独孤清念听到这个消息的时候,正给孩子们分糕点。李昭抢了个虎头糕,嘴里塞得鼓鼓囊囊的。安阳接过糕点低头说“谢谢娘”,然后把糕点旁边点缀的红枣挑出来搁在平儿襁褓边——平儿长了第一颗牙,正在磨牙期,见什么啃什么。她看着那粒红枣,若有所思地眨了眨眼,抬起头轻声说:“娘,杨娘娘以后会更好。”
独孤清念伸手揉了揉安阳的头发,没有追问。
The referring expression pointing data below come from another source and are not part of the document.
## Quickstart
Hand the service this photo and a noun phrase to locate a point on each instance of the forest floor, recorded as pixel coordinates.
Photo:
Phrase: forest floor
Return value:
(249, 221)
窗外太液池冰面彻底化开了,春水在日光下波光粼粼。李昭吃完糕又举着纸飞机冲出去追鸟。安阳重新拿起棋子,下了一子之后忽然抬头望了望老槐树新抽的嫩芽。独孤清念看着她稚嫩却笃定的侧脸,忽然觉得自己不是在养一个女儿——是在陪伴另一个在漫长岁月里跋涉了太久的女人。